Weaviate vector database - Ruby on rails integration

Have you ever wondered how to build an image search engine (like Google Images, Myntra fashion products search, etc,.)? In this blog post, we will create a simple image search feature in the Ruby on Rails application using the Weaviate vector database.

The modern approach to implementing image search involves vector embeddings. Leveraging the magic of neural networks and vector databases, we’ll explore how to realize vector-based image searching.

The popularity of vector search databases has skyrocketed recently, especially for vector conversion, storage, and retrieval tasks. In this blog post, we will specifically explore one such database called Weaviate, which offers neural network models like Resnet-50(embedding model) for vectorization.


What is a vector database?

Type of database, that stores date as a high-dimensional value. Working with vector embeddings is more complex and the traditional databases can’t keep up with it for providing insights and real-time analysis with the data. That’s where vector DBs come into play, these are designed for handling this type of data and offer the performance, scalability, and flexibility you need to make the most out of your data.

Vector database highlevel workflow diagram

The flow will be like this, first, we use the embedding model to create vectors from the content, next the vector embeddings of the content are inserted into the vector database, with some reference to the original content.
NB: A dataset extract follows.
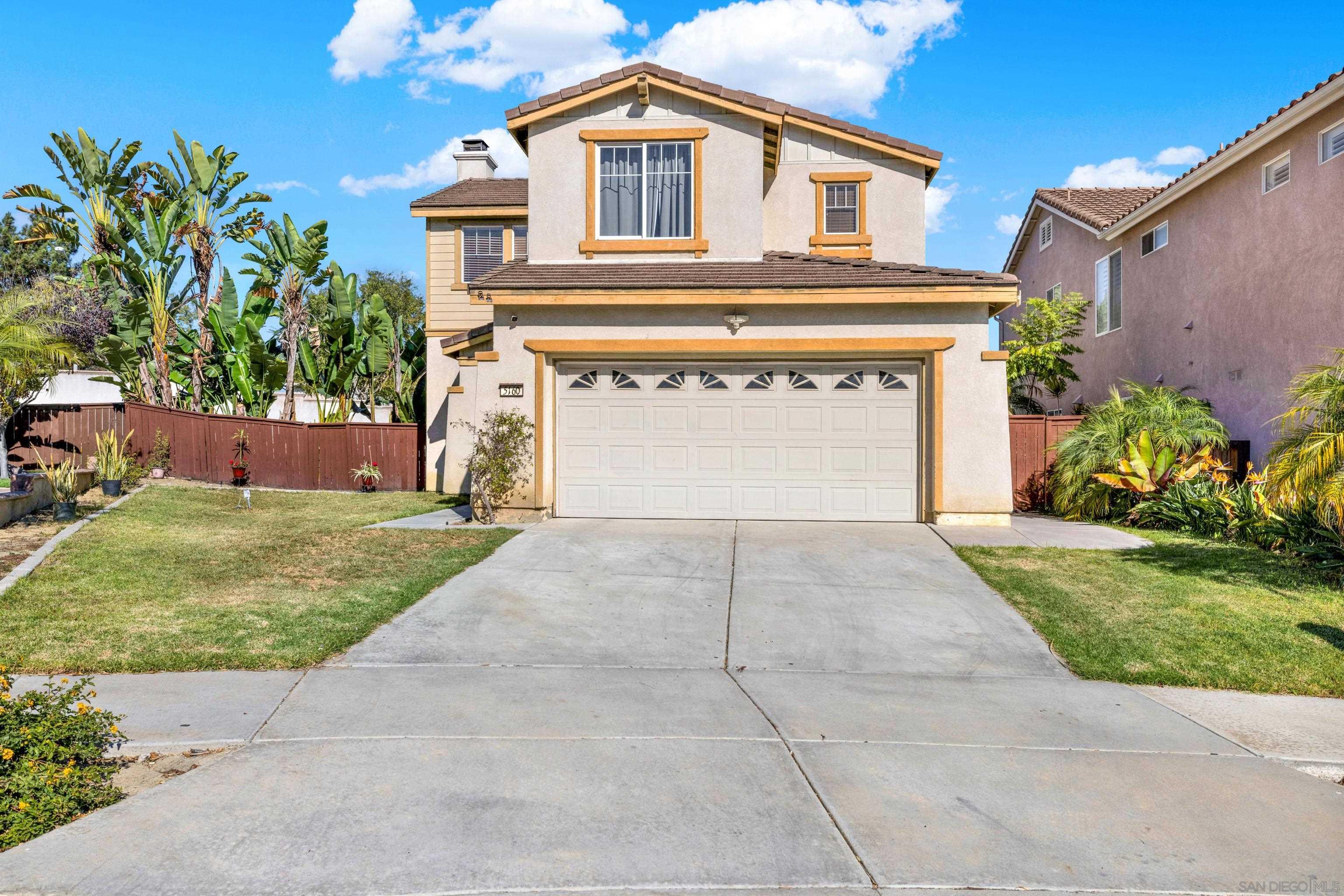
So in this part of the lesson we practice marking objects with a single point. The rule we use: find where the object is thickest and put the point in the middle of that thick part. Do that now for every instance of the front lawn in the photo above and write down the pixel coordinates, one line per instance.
(1184, 612)
(178, 578)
Now using an application we will interact with the vector DB via the embedding model, on issuing a query we use the same embedding model to create embeddings for the query and use those to query the database for similar vector embeddings.

vector database

Our primary goal is to construct a sophisticated fashion product search system, relying on image-based queries. To achieve this, we will utilize the Myntra fashion products dataset from Kaggle. Be sure to download the dataset from the provided link, as it is essential for building our image search application within the Ruby on Rails environment.

Now, let’s delve into the high-level steps we will be following:

  1. Implement the FashionProduct entity with active storage attachment (product_image)
  2. Import the dataset from Kaggle into the fashion_products table of our application.
  3. Next, we will set up Weaviate using Docker and integrate the Weaviate to ROR application using weaviate-ruby gem.
  4. Create a FashionProduct class in the Weaviate client and upload the FashionProduct records from PostgreSQL to Weaviate DB.
  5. Finally, we will develop a user interface with image search functionality, harnessing the powerful capabilities of the Weaviate Client’s query API.

Let’s start with creating a new Rails application (used Rails 7.0.6 and Ruby 3.2.2 for this project). To ensure smooth development and deployment, we will employ Docker for managing the application and database environments (refer to the current blog’s GitHub repo for local setup).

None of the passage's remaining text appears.